Im März 2019 wurde ein neues Freiwilligenprogramm verkündet. Es enthielt u.a. die Möglichkeit, dass die Beschäftigten vorzeitig ab einem Lebensalter von 55 Jahren aus ihrem Arbeitsverhältnis ausscheiden. Dafür konnten sie bis zum 63. Lebensjahr 55 % des letzten Bruttomonatsentgelts als Überbrückungszahlung sowie einen Pauschalbetrag von 300 € zur Sozialversicherung im Monat erhalten. Der Arbeitgeber befristete das Programm zunächst bis 31.12.2019 und verlängerte es später zweimal um jeweils ein Jahr, zuletzt also bis zum 31.12.2021.

Im Programmflyer findet sich auszugsweise folgende Formulierung:

„Es gilt Doppelte Freiwilligkeit: Eigeninteresse des Mitarbeiters und Zustimmung durch Arbeitgeber notwendig. Die Abfindungssumme ist nicht individuell verhandelbar. Unterzeichnung des Vertrages in 2020 mit den zum Zeitpunkt der Vertragsunterzeichnung geltenden Konditionen. Es erfolgt nach Unterzeichnung keine spätere Anpassung der Konditionen. Die Konditionen werden sich im Laufe der Zeit nicht verbessern.“

Im Dezember 2021 schlossen die Parteien unter Anwendung dieses Freiwilligenprogramms einen Aufhebungsvertrag und vereinbarten das Ausscheiden des Klägers zum 31.7.2023 zu den genannten Konditionen.

In der Folgezeit fanden mit dem Betriebsrat Gespräche statt, in denen sich die Betriebsparteien darauf verständigten, dass ein weiterer Personalabbau vorzugswürdig über Freiwilligenprogramme stattfinden solle. Im Rahmen der Verhandlungen wurde deutlich, dass zur Realisierung der Abbauziele, basierend auf den Erfahrungen aus der Vergangenheit, bessere Konditionen der Freiwilligenprogramme erforderlich sein werden.

Daraufhin verkündete der Arbeitgeber die sofortige Beendigung aller Freiwilligenprogramme. Im Anschluss einigten sich die Betriebspartner auf eine Rahmenbetriebsvereinbarung über ein Freiwilligenprogramm mit verbesserten Ausscheidenskonditionen. Insbesondere wurde die Überbrückungszahlung von 55 % auf 65 % angehoben.

Der Kläger hat daraufhin geltend gemacht, dass ihm die besseren Konditionen des neuen Freiwilligenprogramms zustünden. Der Arbeitgeber hätte mit dem neuen Freiwilligenprogramm und den Zusagen aus dem Programmflyer gegen das Gebot des fairen Verhandelns verstoßen.

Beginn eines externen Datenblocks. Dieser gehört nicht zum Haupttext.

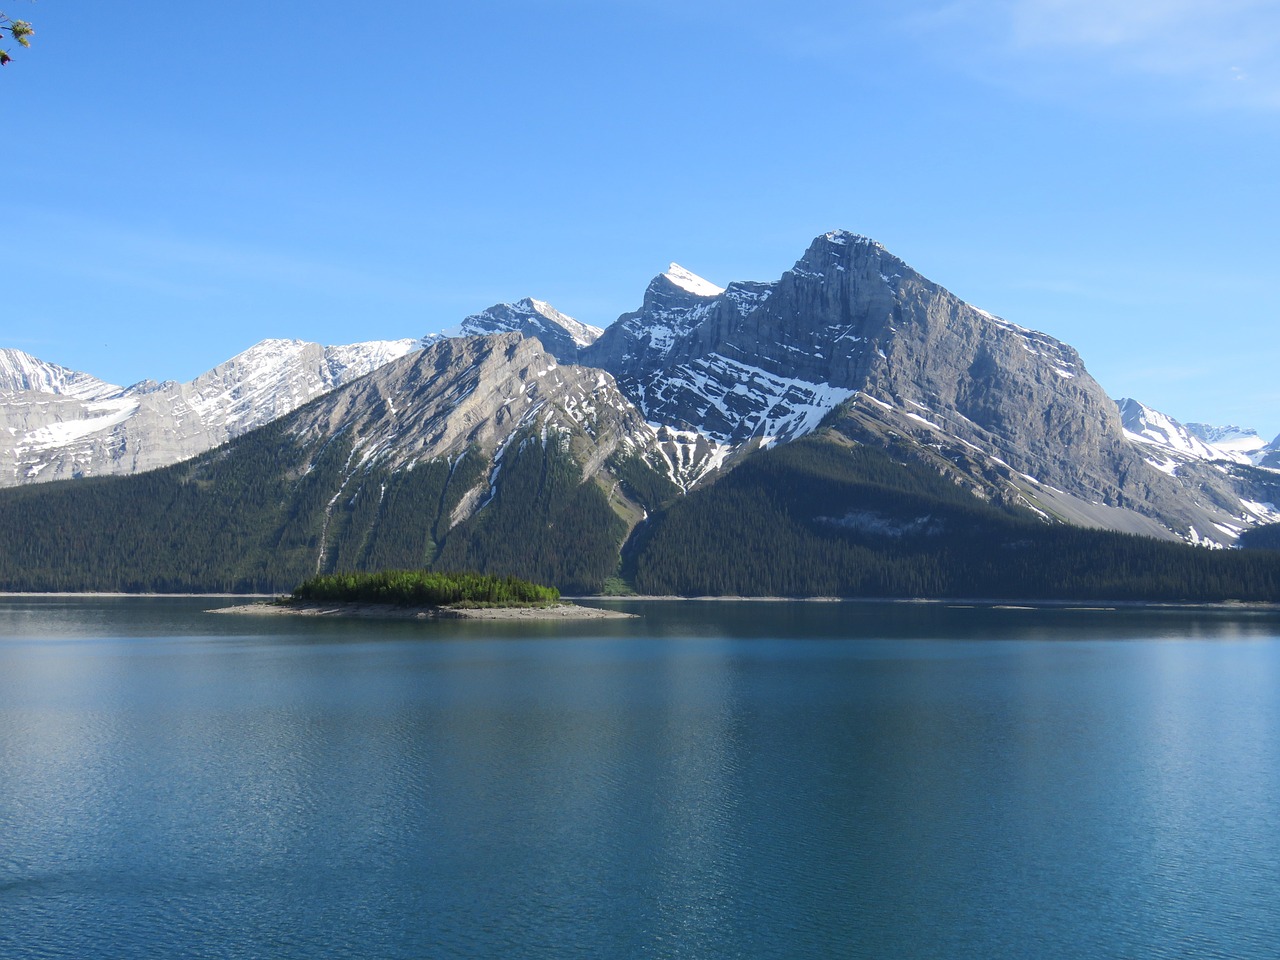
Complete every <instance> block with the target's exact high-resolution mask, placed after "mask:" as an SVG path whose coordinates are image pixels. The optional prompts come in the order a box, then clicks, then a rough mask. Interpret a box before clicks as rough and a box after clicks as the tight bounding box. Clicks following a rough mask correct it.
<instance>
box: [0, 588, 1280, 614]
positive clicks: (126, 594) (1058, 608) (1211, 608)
mask: <svg viewBox="0 0 1280 960" xmlns="http://www.w3.org/2000/svg"><path fill="white" fill-rule="evenodd" d="M22 596H65V598H101V599H115V598H119V599H129V598H138V599H164V598H174V599H207V600H246V602H252V600H257V602H262V600H274V599H276V598H278V596H279V594H228V593H207V594H197V593H184V594H161V593H123V591H113V590H67V591H54V590H15V591H4V590H0V600H3V599H6V598H22ZM561 600H562V603H563V604H566V605H576V602H577V600H590V602H603V603H650V602H681V603H854V604H876V603H888V604H910V605H942V607H986V608H988V609H1089V611H1103V609H1134V608H1139V607H1147V608H1153V609H1210V611H1275V612H1280V602H1274V600H1185V602H1179V600H1107V599H1076V600H1060V599H1055V600H1047V599H1021V598H991V596H736V595H723V596H713V595H703V596H675V595H660V596H658V595H641V594H632V595H627V596H618V595H609V596H604V595H600V596H586V595H584V596H562V598H561ZM241 605H243V607H250V608H253V609H252V612H253V613H262V612H264V611H262V609H260V607H262V605H265V604H261V603H244V604H241ZM328 605H329V607H333V605H335V604H328ZM369 605H371V607H375V608H381V605H380V604H369ZM218 609H228V611H234V609H236V608H232V607H228V608H218ZM392 609H397V608H392ZM399 609H403V608H399ZM439 609H440V608H429V607H415V608H412V613H411V614H410V617H408V618H416V616H417V613H419V612H425V611H439ZM490 609H499V611H503V609H532V608H521V607H513V608H490ZM581 609H590V611H593V613H590V614H585V617H584V618H598V617H599V616H603V617H614V616H636V614H621V613H618V612H617V611H605V612H603V614H602V611H600V608H596V607H590V608H581ZM212 612H218V611H212ZM285 612H287V611H285ZM453 613H456V614H462V616H465V617H466V618H470V620H530V618H532V617H529V616H525V617H515V616H483V614H484V611H483V609H474V611H466V612H462V611H454V609H453V608H448V612H447V614H445V617H444V618H451V616H449V614H453ZM310 616H316V614H310ZM573 616H575V614H564V617H563V618H564V620H570V618H572V617H573ZM424 618H425V617H424ZM452 618H458V617H452ZM541 618H549V620H559V618H561V617H559V616H556V617H541Z"/></svg>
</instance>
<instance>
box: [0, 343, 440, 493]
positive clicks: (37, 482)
mask: <svg viewBox="0 0 1280 960" xmlns="http://www.w3.org/2000/svg"><path fill="white" fill-rule="evenodd" d="M417 346H419V343H417V342H416V340H408V339H406V340H371V342H367V343H353V344H347V346H339V347H323V346H320V344H317V343H306V342H303V340H275V339H269V340H262V342H261V343H259V344H256V346H253V347H251V348H250V349H247V351H244V352H243V353H239V355H237V356H234V357H232V358H230V360H228V361H227V362H224V364H220V365H218V366H215V367H214V369H212V370H210V371H207V372H205V374H201V375H200V376H197V378H196V379H195V380H192V381H191V383H174V381H172V380H170V381H165V383H155V381H150V380H146V381H142V383H138V384H134V385H132V387H129V388H120V387H115V385H113V384H106V383H102V381H101V380H97V379H95V378H92V376H90V375H87V374H81V372H76V371H70V370H67V369H64V367H60V366H56V365H52V364H46V362H44V361H40V360H36V358H35V357H31V356H29V355H26V353H22V352H19V351H13V349H6V351H3V352H0V438H3V439H0V486H12V485H15V484H27V483H38V481H46V480H61V479H69V477H83V476H104V475H114V474H132V472H137V471H141V470H151V468H155V467H160V466H168V465H169V463H174V462H178V461H182V460H186V458H188V457H193V456H196V454H197V453H201V452H204V451H206V449H210V448H212V447H216V445H219V444H221V443H225V442H227V440H228V439H230V438H233V436H238V435H241V434H243V433H246V431H247V430H252V429H253V428H256V426H261V425H262V424H266V422H270V421H271V420H275V419H276V417H279V416H283V415H284V413H288V412H289V411H292V410H296V408H297V407H298V406H301V404H302V403H305V402H306V401H308V399H311V398H312V397H315V396H317V394H320V393H324V392H325V390H330V389H333V388H334V387H339V385H342V384H344V383H349V381H351V380H353V379H356V378H358V376H362V375H365V374H367V372H369V371H371V370H375V369H378V367H379V366H381V365H383V364H387V362H388V361H390V360H394V358H396V357H401V356H404V355H406V353H408V352H410V351H412V349H416V348H417Z"/></svg>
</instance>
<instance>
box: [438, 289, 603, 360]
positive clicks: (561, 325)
mask: <svg viewBox="0 0 1280 960" xmlns="http://www.w3.org/2000/svg"><path fill="white" fill-rule="evenodd" d="M494 333H520V334H524V335H525V337H534V338H536V339H538V340H539V342H540V343H541V344H543V347H544V348H545V349H547V352H548V353H550V355H552V356H553V357H556V358H557V360H558V361H561V362H562V364H572V362H575V361H576V360H577V357H579V352H580V351H581V349H582V348H584V347H589V346H590V344H593V343H595V340H598V339H599V337H600V334H602V333H604V332H603V330H602V329H600V328H599V326H591V325H589V324H584V323H581V321H579V320H575V319H573V317H571V316H566V315H564V314H562V312H559V311H558V310H556V307H553V306H552V305H550V303H547V302H544V301H540V300H532V298H531V297H526V298H525V300H521V301H517V302H515V303H497V305H494V306H492V307H489V308H488V310H484V311H481V312H479V314H472V315H471V316H468V317H466V319H465V320H463V321H462V324H461V326H460V328H458V329H457V330H456V332H451V334H452V335H456V337H485V335H488V334H494Z"/></svg>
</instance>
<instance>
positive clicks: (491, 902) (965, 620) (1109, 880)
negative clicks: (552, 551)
mask: <svg viewBox="0 0 1280 960" xmlns="http://www.w3.org/2000/svg"><path fill="white" fill-rule="evenodd" d="M229 603H233V600H210V599H189V598H163V599H141V598H129V599H109V598H108V599H102V598H70V599H69V598H4V599H0V956H3V957H5V959H6V960H18V959H24V957H122V956H128V957H166V959H168V957H179V956H182V957H790V956H795V957H947V959H950V960H954V959H955V957H1006V956H1007V957H1268V959H1270V957H1275V956H1276V955H1277V952H1280V910H1277V909H1276V904H1277V902H1280V613H1276V612H1263V611H1248V609H1233V611H1187V609H1171V608H1124V609H1064V608H1055V609H1025V608H991V607H980V605H979V607H948V605H943V604H874V603H787V602H767V603H765V602H760V603H750V602H737V603H730V602H704V603H699V602H632V603H614V604H609V605H616V607H621V608H625V609H631V611H636V612H640V613H643V614H644V616H643V618H640V620H630V621H591V622H577V623H563V622H556V623H527V622H517V623H503V622H431V623H412V622H367V621H358V622H357V621H329V620H314V618H285V617H273V618H259V617H232V616H215V614H207V613H205V612H204V611H205V609H206V608H209V607H211V605H218V604H229Z"/></svg>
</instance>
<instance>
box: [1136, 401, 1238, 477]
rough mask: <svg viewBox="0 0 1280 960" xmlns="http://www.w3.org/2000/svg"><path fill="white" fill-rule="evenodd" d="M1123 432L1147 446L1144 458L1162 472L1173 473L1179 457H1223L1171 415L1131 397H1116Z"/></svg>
mask: <svg viewBox="0 0 1280 960" xmlns="http://www.w3.org/2000/svg"><path fill="white" fill-rule="evenodd" d="M1116 407H1117V408H1119V410H1120V421H1121V422H1123V424H1124V435H1125V436H1126V438H1128V439H1129V440H1132V442H1133V443H1137V444H1140V445H1142V447H1143V448H1146V449H1147V454H1146V460H1147V462H1148V463H1151V465H1152V466H1153V467H1156V468H1157V470H1160V471H1164V472H1166V474H1175V472H1176V470H1178V462H1179V461H1180V460H1181V458H1183V457H1193V458H1196V460H1225V458H1228V457H1226V456H1225V454H1224V453H1222V451H1220V449H1217V448H1216V447H1213V445H1211V444H1208V443H1206V442H1204V440H1203V439H1201V438H1199V436H1196V435H1194V434H1193V433H1192V431H1190V430H1188V429H1187V428H1185V426H1184V425H1183V424H1180V422H1178V421H1176V420H1174V419H1172V417H1171V416H1167V415H1165V413H1161V412H1160V411H1158V410H1152V408H1151V407H1148V406H1147V404H1144V403H1140V402H1138V401H1135V399H1133V398H1132V397H1124V398H1121V399H1119V401H1116Z"/></svg>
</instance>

Er habe daher einen Anspruch auf Anpassung des geschlossenen Aufhebungsvertrages.

Das Arbeitsgericht hat die Klage abgewiesen.

Die Entscheidung:

Im Berufungsverfahren hat das Landesarbeitsgericht die Entscheidung des Arbeitsgerichts bestätigt.

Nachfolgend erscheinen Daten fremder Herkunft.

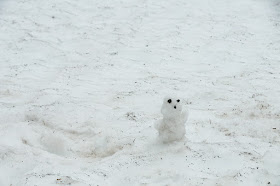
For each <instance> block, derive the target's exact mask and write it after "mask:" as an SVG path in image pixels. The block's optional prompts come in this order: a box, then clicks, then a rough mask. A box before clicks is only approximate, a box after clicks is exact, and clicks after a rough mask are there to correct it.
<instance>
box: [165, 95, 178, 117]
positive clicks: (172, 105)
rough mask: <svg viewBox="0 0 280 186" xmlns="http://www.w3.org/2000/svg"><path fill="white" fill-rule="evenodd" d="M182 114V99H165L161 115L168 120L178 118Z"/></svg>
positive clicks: (171, 98)
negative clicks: (164, 117)
mask: <svg viewBox="0 0 280 186" xmlns="http://www.w3.org/2000/svg"><path fill="white" fill-rule="evenodd" d="M181 112H182V101H181V99H180V98H177V97H171V96H166V97H165V98H164V99H163V104H162V107H161V113H162V114H163V116H164V117H167V118H177V117H179V116H180V114H181Z"/></svg>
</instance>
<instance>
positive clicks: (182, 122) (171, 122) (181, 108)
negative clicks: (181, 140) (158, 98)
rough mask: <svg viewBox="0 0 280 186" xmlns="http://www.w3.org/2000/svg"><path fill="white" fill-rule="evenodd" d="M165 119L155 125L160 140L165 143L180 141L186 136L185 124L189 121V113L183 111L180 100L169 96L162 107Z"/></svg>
mask: <svg viewBox="0 0 280 186" xmlns="http://www.w3.org/2000/svg"><path fill="white" fill-rule="evenodd" d="M161 113H162V115H163V118H162V119H160V120H159V121H157V122H156V123H155V128H156V129H157V130H158V134H159V139H160V140H161V141H162V142H163V143H168V142H173V141H178V140H181V139H183V138H184V136H185V134H186V129H185V123H186V122H187V120H188V115H189V113H188V111H187V110H186V109H183V106H182V101H181V99H180V98H176V97H170V96H167V97H165V98H164V100H163V104H162V107H161Z"/></svg>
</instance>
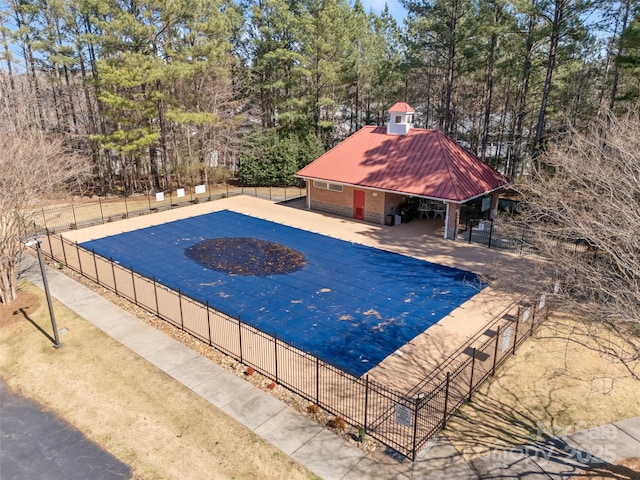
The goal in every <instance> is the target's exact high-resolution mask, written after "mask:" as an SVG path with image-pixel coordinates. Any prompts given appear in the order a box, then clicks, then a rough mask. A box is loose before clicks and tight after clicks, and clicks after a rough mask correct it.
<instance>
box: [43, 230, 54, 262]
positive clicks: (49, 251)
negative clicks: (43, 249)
mask: <svg viewBox="0 0 640 480" xmlns="http://www.w3.org/2000/svg"><path fill="white" fill-rule="evenodd" d="M44 231H45V234H46V235H47V242H48V243H49V253H50V255H49V256H50V257H51V258H53V247H52V246H51V236H50V235H49V229H48V228H47V227H44Z"/></svg>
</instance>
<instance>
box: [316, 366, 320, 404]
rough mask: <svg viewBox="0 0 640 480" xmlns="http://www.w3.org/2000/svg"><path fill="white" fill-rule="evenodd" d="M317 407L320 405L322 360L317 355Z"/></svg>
mask: <svg viewBox="0 0 640 480" xmlns="http://www.w3.org/2000/svg"><path fill="white" fill-rule="evenodd" d="M316 405H318V406H319V405H320V358H319V357H318V354H317V353H316Z"/></svg>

I. Wegfall der Geschäftsgrundlage?

Das LAG hat zunächst klargestellt, dass es nicht Geschäftsgrundlage des abgeschlossenen Aufhebungsvertrages geworden ist, dass sich die Konditionen für Aufhebungsverträge bei dem Arbeitgeber nie mehr verbessern werden. Für eine solche Geschäftsgrundlage finden sich weder in dem abgeschlossenen Aufhebungsvertrag noch in dem Programmflyer Anhaltspunkte. Sinn und Zweck des seinerzeitigen Freiwilligenprogrammes und den Zusagen in dem Programmflyer war es zu verhindern, dass Mitarbeiter nur deshalb mit der Interessenbekundung warten, weil sie auf bessere Konditionen zum Ende der Laufzeit hoffen. Ferner sollte zum Ausdruck gebracht werden, dass die Konditionen des Freiwilligenprogramms über seine gesamte Laufzeit feststehen und nicht individuell verhandelbar sind.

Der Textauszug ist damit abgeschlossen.